St. Patrick’s Parade — Dublin 2015

San Patricio — Parte I

Tras el abandono de las últimas semanas por motivos de estudios (de un día para otro me dio por presentarme al IELTS), hoy os voy a contar cómo ha sido vivir un día de St. Patrick en Dublín.

Todo comenzó una tarde de Septiembre en la que mi hostmum me recordó que si quería pasar St. Patrick’s en Dublín, tenía que empezar a mirar albergues en ese momento. ¡Y menos mal que lo hizo! Cuando me quise dar cuenta el hostal donde había pasado unos días el mes anterior estaba completo para esa fecha, y como ese, unos pocos más. Por suerte, mi hostmum, salvándonos otra vez, nos encontró el Égali Hostel, donde pudimos encontrar nuestro hueco en una habitación de 16 por 35€ la noche (y sí, a pesar de faltar seis meses para esa fecha).

El tiempo pasó rápido desde entonces, y cuando quisimos darnos cuenta estábamos a dos semanas del viaje, decidiendo que el pijama de Leprechaun que vimos en Penneys tenía que ser, claramente, nuestra ropa oficial para el día de St. Patrick. Y con el pijama/disfraz en la maleta, la mochila cargada de sidras, y dispuestas a pasar una de las mejores noches de nuestras vidas, llegamos a Dublín.

He de confesar, que a pesar de ser súper felices con la idea de ir vestidas de Leprechaun por Dublín, nos dimos cuenta que nos hacían falta un par de sidras antes de salir así a la calle. Así que vestidas de duendes verdes, nos bajamos a la sala común del hostel a beber, donde tuvimos nuestros primeros admiradores. ¡Y qué alivio! Porque anda que no nos costó entrar a la sala común vestidas así. Y tras un par de sidras (o tres) decidimos unirnos al grupo de chicos y chicas del hostel y salir a la calle con ellos.

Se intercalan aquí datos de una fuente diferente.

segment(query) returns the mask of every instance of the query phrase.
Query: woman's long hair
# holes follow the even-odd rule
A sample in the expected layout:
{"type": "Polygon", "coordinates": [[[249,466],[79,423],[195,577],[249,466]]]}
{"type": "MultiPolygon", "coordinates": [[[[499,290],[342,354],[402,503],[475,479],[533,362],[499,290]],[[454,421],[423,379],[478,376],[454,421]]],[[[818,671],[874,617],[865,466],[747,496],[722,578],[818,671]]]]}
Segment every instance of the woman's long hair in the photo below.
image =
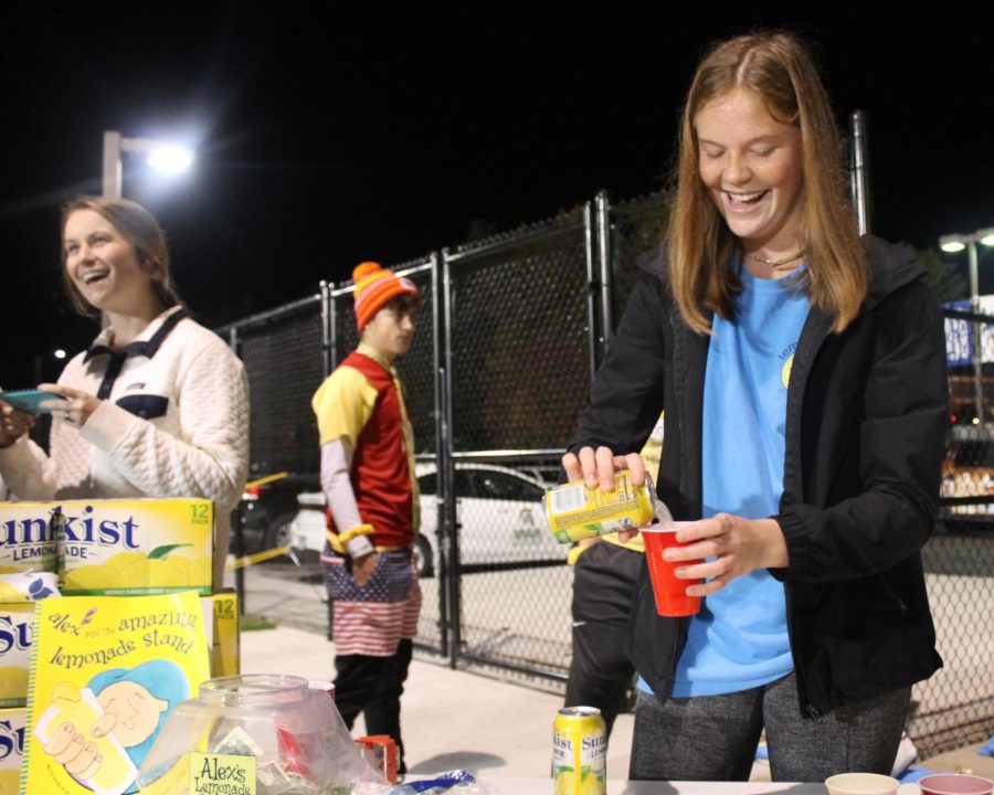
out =
{"type": "Polygon", "coordinates": [[[700,333],[710,329],[705,308],[726,319],[734,317],[741,284],[729,263],[738,240],[701,182],[694,123],[705,105],[738,87],[755,92],[776,121],[801,130],[801,233],[807,266],[799,283],[842,331],[866,296],[866,257],[846,193],[843,144],[828,95],[807,49],[790,33],[719,42],[694,75],[680,125],[676,197],[667,226],[677,307],[700,333]]]}
{"type": "MultiPolygon", "coordinates": [[[[76,210],[92,210],[97,213],[131,244],[138,264],[148,273],[152,293],[163,308],[168,309],[183,303],[169,271],[169,248],[166,245],[166,235],[155,215],[137,202],[127,199],[80,195],[70,199],[62,205],[61,229],[63,232],[65,222],[76,210]]],[[[65,254],[63,254],[64,259],[65,254]]],[[[81,315],[91,314],[93,307],[76,289],[76,285],[73,284],[64,267],[62,277],[73,308],[81,315]]]]}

Fue en Temple Bar donde descubrimos que no estábamos solas, que había más Leprechauns por el mundo. Y entre las risas y las charlas sobre lo original de nuestro disfraz, nos dimos cuenta de que habíamos perdido al grupo original. Así que nos sumergimos en la multitud beoda de Temple Bar, donde aprendimos que Dublín tenía más brasileños que Brasil, donde nos pusimos a hablar con unos y con otros, a echarnos fotos con todo el que nos lo pedía, hasta que nos encontramos a dos chicos del staff del albergue y decidimos que era hora de volver a casa.

La noche había sido sólo el aperitivo de lo que nos esperaba al día siguiente, pero ya nos hacía pensar que sólo por este viaje había merecido la pena todo el tiempo como Au Pair.

Pero eso ya os lo contaré otro día, los niños esperan.